Saturday, April 19, 2008

Database Replay - New feature of Oracle 11g

What is your biggest concern when you need to make a change in the database—be it some minor change, such as altering initialization parameters and database attributes, or major but inevitable ones such as applying patchsets? What about for your upgrade to Oracle Database 11g itself?

For me, the biggest concern is the risk of the change "breaking" something. Even the most minor changes can have a domino effect, eventually producing a visible impact.
To minimize this risk, most shops make the change in a control environment similar to the production one, apply a workload similar to your production system's, and observe the impact. It's rather trivial, at least technologically speaking, to replicate your production system but reproducing the workload is a different story. That's easier said than done.

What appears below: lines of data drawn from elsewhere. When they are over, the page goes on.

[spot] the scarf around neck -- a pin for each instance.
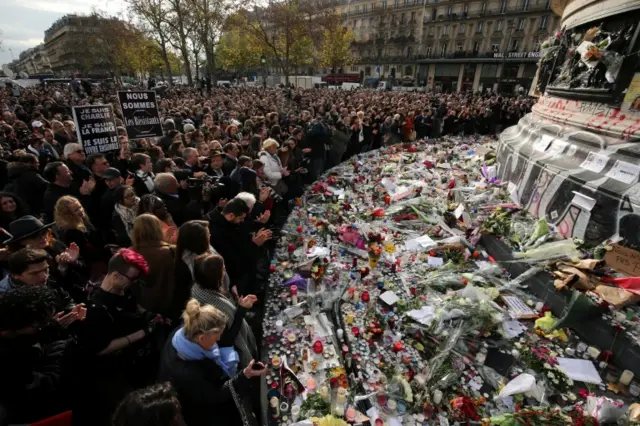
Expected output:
(226, 358)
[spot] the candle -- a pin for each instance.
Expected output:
(437, 396)
(295, 412)
(275, 407)
(324, 393)
(626, 377)
(311, 385)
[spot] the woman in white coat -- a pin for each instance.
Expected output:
(273, 169)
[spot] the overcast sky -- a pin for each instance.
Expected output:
(23, 22)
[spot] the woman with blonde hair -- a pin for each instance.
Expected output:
(72, 225)
(205, 375)
(158, 288)
(209, 274)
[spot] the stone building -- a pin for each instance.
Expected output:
(486, 45)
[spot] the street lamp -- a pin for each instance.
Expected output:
(263, 62)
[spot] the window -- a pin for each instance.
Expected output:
(543, 22)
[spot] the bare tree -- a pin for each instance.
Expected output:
(153, 15)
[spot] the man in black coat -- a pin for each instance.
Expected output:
(167, 189)
(31, 362)
(26, 182)
(60, 177)
(231, 152)
(238, 248)
(75, 158)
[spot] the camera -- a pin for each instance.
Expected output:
(273, 194)
(199, 184)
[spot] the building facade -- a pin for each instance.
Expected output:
(452, 46)
(33, 61)
(65, 43)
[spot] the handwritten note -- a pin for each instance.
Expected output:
(542, 144)
(623, 259)
(594, 162)
(583, 201)
(624, 172)
(557, 146)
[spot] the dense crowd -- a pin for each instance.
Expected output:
(148, 265)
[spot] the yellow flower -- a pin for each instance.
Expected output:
(328, 420)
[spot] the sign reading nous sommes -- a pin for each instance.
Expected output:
(140, 114)
(96, 128)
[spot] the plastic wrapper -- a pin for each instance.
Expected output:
(603, 409)
(491, 376)
(548, 251)
(524, 384)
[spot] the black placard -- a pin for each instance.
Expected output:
(140, 113)
(96, 128)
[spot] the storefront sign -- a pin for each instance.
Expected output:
(517, 55)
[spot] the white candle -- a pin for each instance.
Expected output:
(437, 396)
(295, 412)
(626, 377)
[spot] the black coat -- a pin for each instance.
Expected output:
(175, 206)
(26, 183)
(234, 245)
(229, 165)
(203, 395)
(32, 386)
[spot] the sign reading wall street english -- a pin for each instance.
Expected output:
(96, 128)
(140, 114)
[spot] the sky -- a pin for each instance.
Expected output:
(23, 22)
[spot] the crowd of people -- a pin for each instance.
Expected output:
(133, 281)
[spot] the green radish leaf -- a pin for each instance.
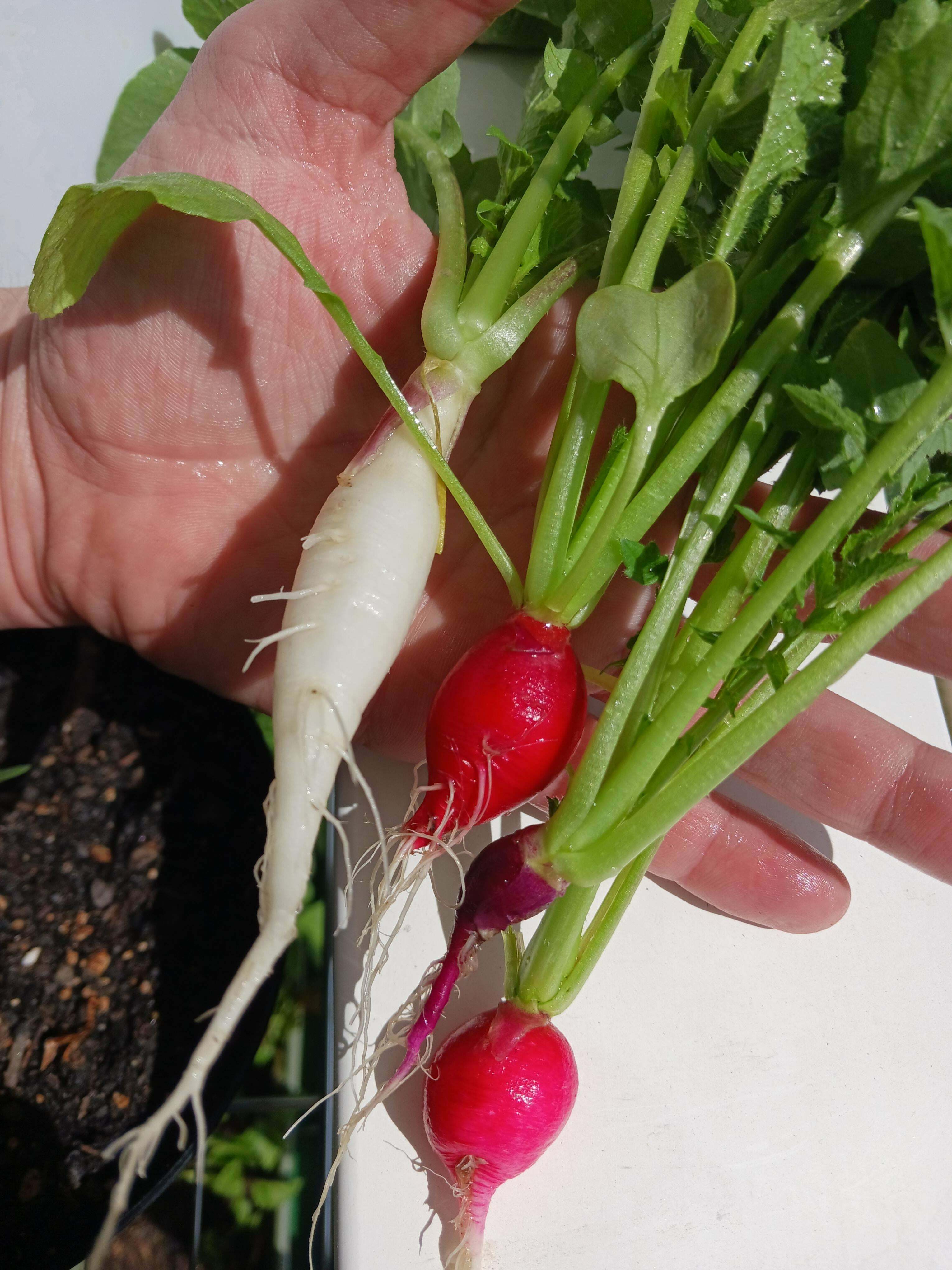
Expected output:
(615, 448)
(205, 16)
(432, 110)
(140, 105)
(800, 133)
(822, 408)
(229, 1182)
(859, 36)
(785, 539)
(674, 89)
(937, 230)
(875, 376)
(569, 73)
(823, 14)
(871, 384)
(91, 218)
(643, 562)
(521, 28)
(897, 256)
(271, 1193)
(611, 26)
(902, 129)
(311, 925)
(548, 11)
(658, 345)
(729, 168)
(516, 163)
(723, 543)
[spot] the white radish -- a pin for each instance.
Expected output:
(357, 589)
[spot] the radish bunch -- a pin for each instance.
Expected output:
(725, 307)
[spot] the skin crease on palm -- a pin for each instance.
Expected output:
(167, 442)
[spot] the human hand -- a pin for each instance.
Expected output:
(169, 440)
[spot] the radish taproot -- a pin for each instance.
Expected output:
(366, 561)
(503, 726)
(499, 1093)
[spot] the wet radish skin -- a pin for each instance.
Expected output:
(503, 724)
(499, 1093)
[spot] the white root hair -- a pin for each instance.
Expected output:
(357, 589)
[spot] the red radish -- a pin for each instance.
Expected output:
(499, 1091)
(502, 727)
(502, 886)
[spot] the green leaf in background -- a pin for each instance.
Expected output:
(271, 1193)
(140, 105)
(311, 925)
(937, 230)
(205, 16)
(611, 26)
(91, 218)
(432, 110)
(643, 562)
(859, 39)
(869, 385)
(823, 14)
(902, 128)
(674, 89)
(800, 131)
(520, 30)
(569, 73)
(898, 255)
(658, 345)
(266, 726)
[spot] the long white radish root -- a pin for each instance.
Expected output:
(358, 586)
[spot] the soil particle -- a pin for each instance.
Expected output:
(128, 900)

Most organizations attempt to do that using some third-party load generation tool that can run automatically to simulate real user activity. Although this approach may be adequate in most cases, it's never a truly faithful reproduction of your production database workload. These third-party tools merely execute a pre-written query several times with different parameters; you have to supply the query to the tool and give it a range of parameters that it can use randomly. This is not a representative workload of your production system but rather merely the running of a small part of your production workload executed several times—resulting in as little as 1 percent of your application code being tested. Worst of all, these tools require you to supply all the queries from the production workload yourself, which can take weeks or months for small applications or even up to a year for complex ones.

If you could, wouldn't it be a better approach to record all database operations—DML-related and otherwise—inside the database itself, and then replay them in the very sequence they occurred?

Enter Database Replay
In Oracle Database 11g, your wish is granted, and then some. The new Database Replay tool works like a DVR inside the database. Using a unique approach, it faithfully captures all database activity beneath the level of SQL in a binary format and then replays it either in the same database or in a different one (which is exactly what you would want to do prior to making a database change). You can also customize the capture process to include certain types of activity, or perhaps exclude some.

Database Replay delivers half of what Oracle calls Oracle Database 11g's "Real Application Testing" option; the other half is provided by another tool, SQL Performance Analyzer. The main difference between these two tools is the scope involved: whereas Database Replay applies to the capture and replay of all (subject to some filtering) activities in a database, SQL Performance Analyzer allows you to capture specific SQL statements and replay them. (You can't see or access specific SQLs captured in Database Replay, while in SQL Performance Analyzer you can.) The latter offers a significant advantage for SQL tuning because you can tweak the SQL statement issued by an application and assess its impact. (SQL Performance Analyzer is covered in a forthcoming installment in this series.)